For the other direction, we assume that:

$$ \begin{aligned} x &\equiv a_1 \mod n_1 \cr x &\equiv a_2 \mod n_2 \cr \end{aligned} $$

Using the fact that $a_{1, 2}$ is a solution, once more we get:

$$ \begin{aligned} x &\equiv a_{1, 2} \mod n_1 \cr x &\equiv a_{1, 2} \mod n_2 \cr \end{aligned} $$

This means that $(x - a_{1, 2})$ is a multiple of both $n_1$ and $n_2$,i.e.

$$ x - a_{1, 2} = k_1 n_1 = k_2 n_2 $$

But, since $\gcd(n_1, n_2) = 1$ we can show that $k_1 = k n_2$:

We can write $k_1 n_1$ as

$$ k_1 (1 - m_2 n_2) = k_2 n_2 $$

using Bézout, but then we get:

$$ k_1 = k_1 m_2 n_2 + k_2 n_2 = (k_1 m_2 n_2 + k_2) n_2 $$

showing that $k_1$ is indeed a multiple of $n_2$.

Thus we have:

$$ x - a_{1, 2} = k n_2 n_1 $$

but this means that:

$$ x \equiv a_{1, 2} \mod n_1 n_2 $$

as desired $\square$.

Since $x \equiv a_{1, 2} \mod n_1 n_2$ is equivalent to solving both of the first two equations, we can simply replace both of those equations, to get:

$$ \begin{aligned} x &\equiv a_{1, 2} \mod n_1 n_2 \cr x &\equiv a_3 \mod n_3 \cr \vdots \cr x &\equiv a_N \mod n_N \end{aligned} $$

We now have one less equation, so this works as a recursive rule.

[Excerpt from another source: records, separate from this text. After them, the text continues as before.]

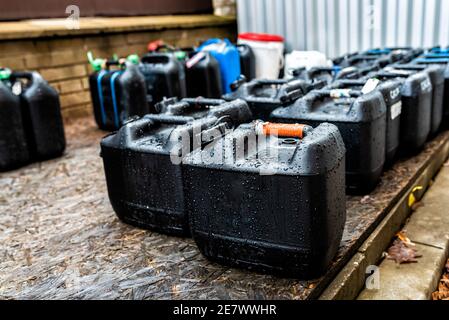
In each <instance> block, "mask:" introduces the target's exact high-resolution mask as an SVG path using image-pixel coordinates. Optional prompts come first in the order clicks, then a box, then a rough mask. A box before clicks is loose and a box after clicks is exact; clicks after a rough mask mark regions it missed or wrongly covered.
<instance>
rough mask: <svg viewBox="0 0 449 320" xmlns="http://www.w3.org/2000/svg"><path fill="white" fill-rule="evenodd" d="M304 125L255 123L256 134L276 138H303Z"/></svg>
mask: <svg viewBox="0 0 449 320" xmlns="http://www.w3.org/2000/svg"><path fill="white" fill-rule="evenodd" d="M305 127H308V126H306V125H305V124H298V123H292V124H290V123H271V122H257V123H256V133H257V134H262V135H265V136H269V135H276V136H278V137H289V138H300V139H302V138H303V136H304V128H305Z"/></svg>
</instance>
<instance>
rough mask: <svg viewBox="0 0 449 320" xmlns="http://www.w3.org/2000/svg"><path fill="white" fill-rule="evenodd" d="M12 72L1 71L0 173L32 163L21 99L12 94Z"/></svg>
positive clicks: (0, 90)
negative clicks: (25, 126)
mask: <svg viewBox="0 0 449 320" xmlns="http://www.w3.org/2000/svg"><path fill="white" fill-rule="evenodd" d="M10 74H11V72H10V70H9V69H0V75H1V80H0V171H7V170H12V169H16V168H19V167H20V166H22V165H25V164H27V163H28V162H29V161H30V154H29V151H28V145H27V140H26V134H25V128H24V125H23V118H22V112H21V108H20V98H19V97H18V96H17V95H15V94H14V93H12V91H11V87H10V81H9V77H10Z"/></svg>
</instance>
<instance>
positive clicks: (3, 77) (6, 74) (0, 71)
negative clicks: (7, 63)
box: [0, 68, 11, 80]
mask: <svg viewBox="0 0 449 320" xmlns="http://www.w3.org/2000/svg"><path fill="white" fill-rule="evenodd" d="M10 77H11V69H8V68H0V80H8V79H9V78H10Z"/></svg>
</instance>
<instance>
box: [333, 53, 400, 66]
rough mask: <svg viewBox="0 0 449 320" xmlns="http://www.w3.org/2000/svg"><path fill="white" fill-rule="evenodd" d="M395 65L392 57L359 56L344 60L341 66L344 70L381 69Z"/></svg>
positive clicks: (389, 56)
mask: <svg viewBox="0 0 449 320" xmlns="http://www.w3.org/2000/svg"><path fill="white" fill-rule="evenodd" d="M391 63H393V60H392V59H391V57H390V56H373V55H367V54H358V55H355V56H351V57H349V58H347V59H346V60H343V61H342V62H341V63H340V64H339V66H340V67H342V68H346V67H370V66H373V65H377V66H379V68H383V67H386V66H387V65H389V64H391Z"/></svg>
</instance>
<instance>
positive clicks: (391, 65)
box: [390, 64, 445, 137]
mask: <svg viewBox="0 0 449 320" xmlns="http://www.w3.org/2000/svg"><path fill="white" fill-rule="evenodd" d="M390 68H393V69H395V70H415V71H424V72H427V74H428V75H429V78H430V82H431V83H432V89H433V94H432V112H431V121H430V133H429V137H433V136H435V135H436V134H437V133H438V131H439V129H440V126H441V123H442V121H443V99H444V72H445V68H444V67H442V66H439V65H427V66H426V65H418V64H394V65H391V66H390Z"/></svg>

As a base case, if we end up with a single equation:

$$ x \equiv a \mod n $$

we simply choose $a$ as our solution.

Concretely

Alrighty, that was a bit of a mouthful, but hopefully it’ll be a bit more understandable if we write this out in code.

We have:

solve :: [(Integer, Integer)] -> Integer

as our signature. This function will return the smallest positive integer solving a list of $(a, n)$ congruence pairs.

For zero equations, anything is a solution. So we just return $0$

solve [] = 0

For a single equation, the solution is obvious:

solve [(a, n)] = fullMod a n

Note that we use the fullMod function we defined earlier, so that we get the smallest positive solution. a itself would be a solution, but we normalize it here to get the “nicest” version of it.

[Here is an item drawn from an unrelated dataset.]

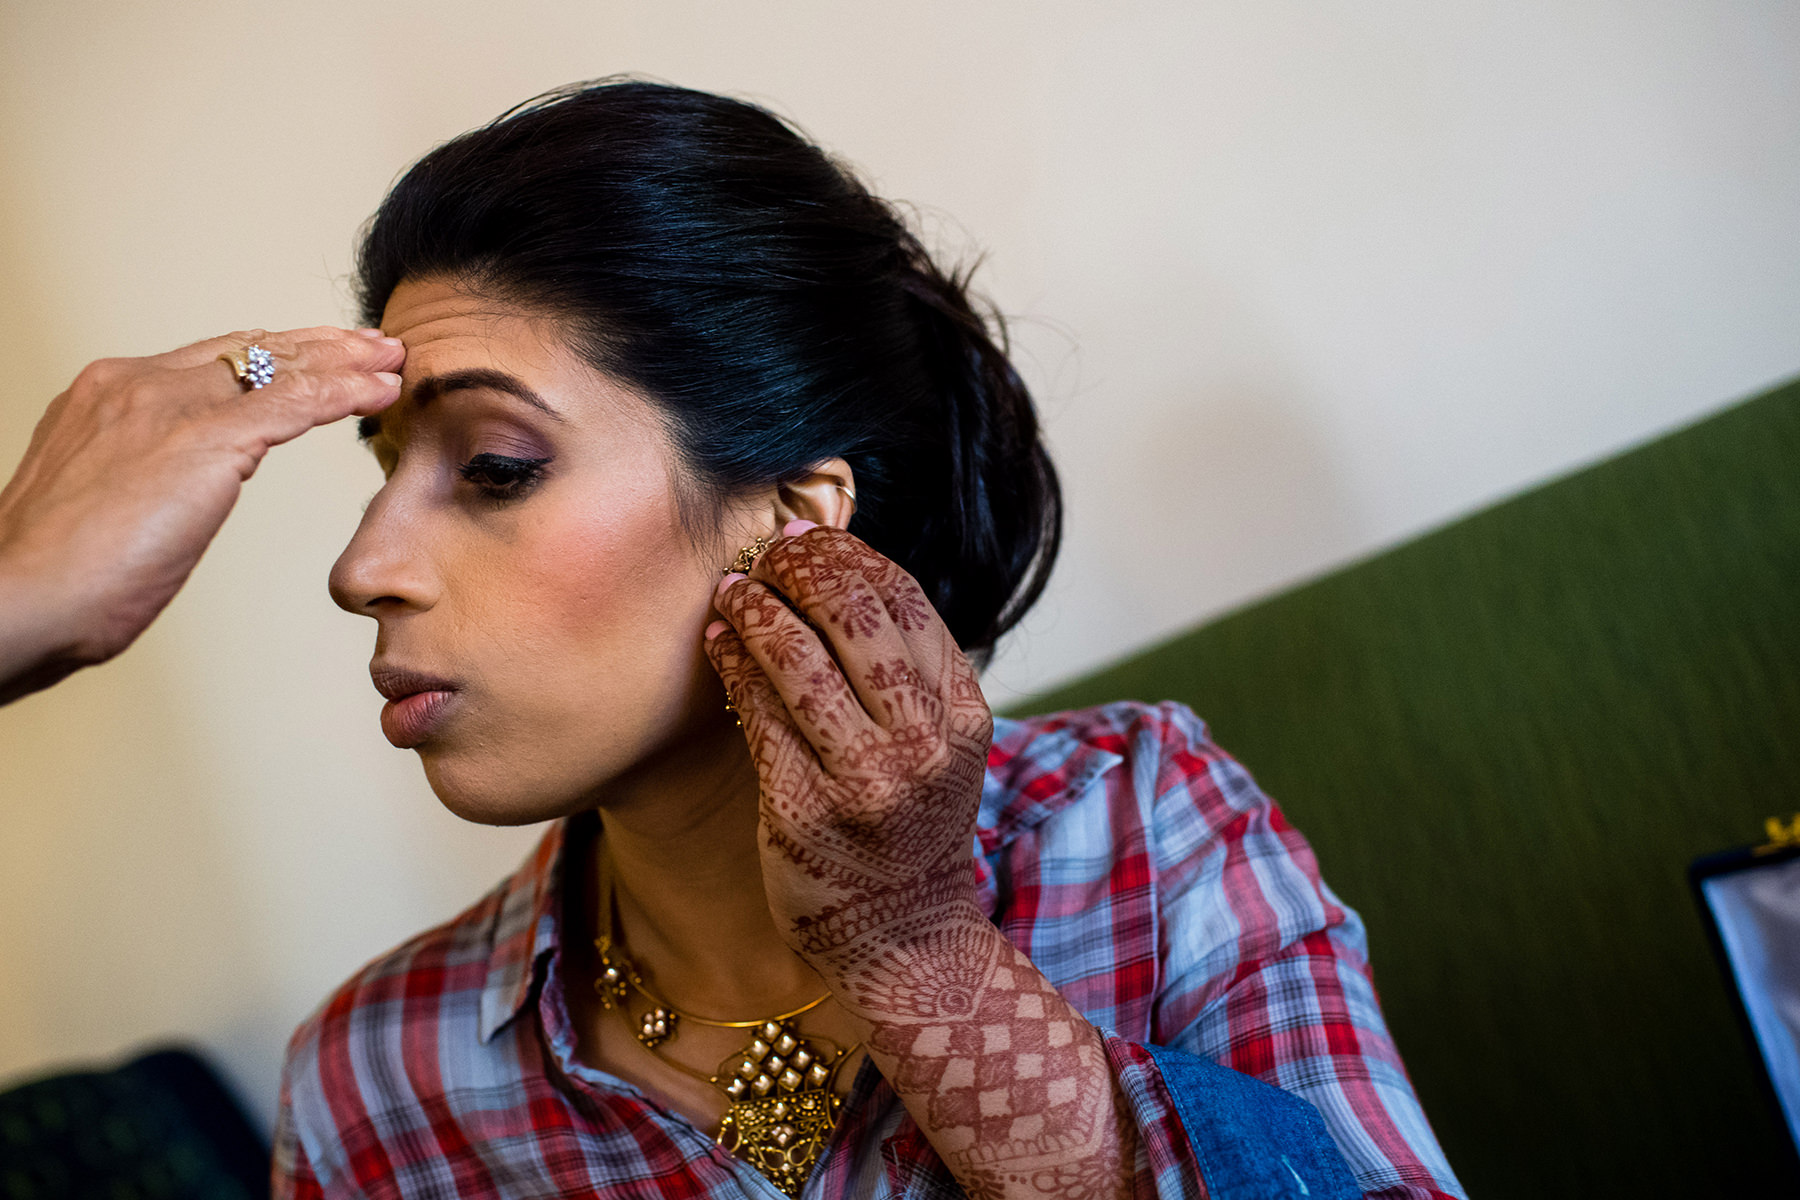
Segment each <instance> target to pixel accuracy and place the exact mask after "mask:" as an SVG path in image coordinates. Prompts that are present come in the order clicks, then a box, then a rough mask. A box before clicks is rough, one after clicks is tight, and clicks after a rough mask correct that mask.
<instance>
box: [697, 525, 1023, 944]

Now for two or more equations:

solve ((a1, n1) : (a2, n2) : rest) =
  let (m1, m2) = bezout n1 n2
      a12 = a1 * m2 * n2 + a2 * m1 * n1
  in solve ((a12, n1 * n2) : rest)

So, we solve the first two equations, using Bézout, to get:

$$ a_{1,2} = a_1 m_2 n_2 + a_2 m_1 n_1 $$

And then we produce an equivalent equation $x \equiv a_{1, 2} \mod n_1 n_2$, and continue solving, having replaced those two equations with this single one.

Conclusion

Hopefully this was a clear enough explanation. The wikipedia article is actually pretty good for this subject, so I’d recommend that as a good reference.

If you like this kind of thing I’d recommend picking up an Algebra book, like “Contemporary Abstract Algebra”, or “Algebra Chapter 0”.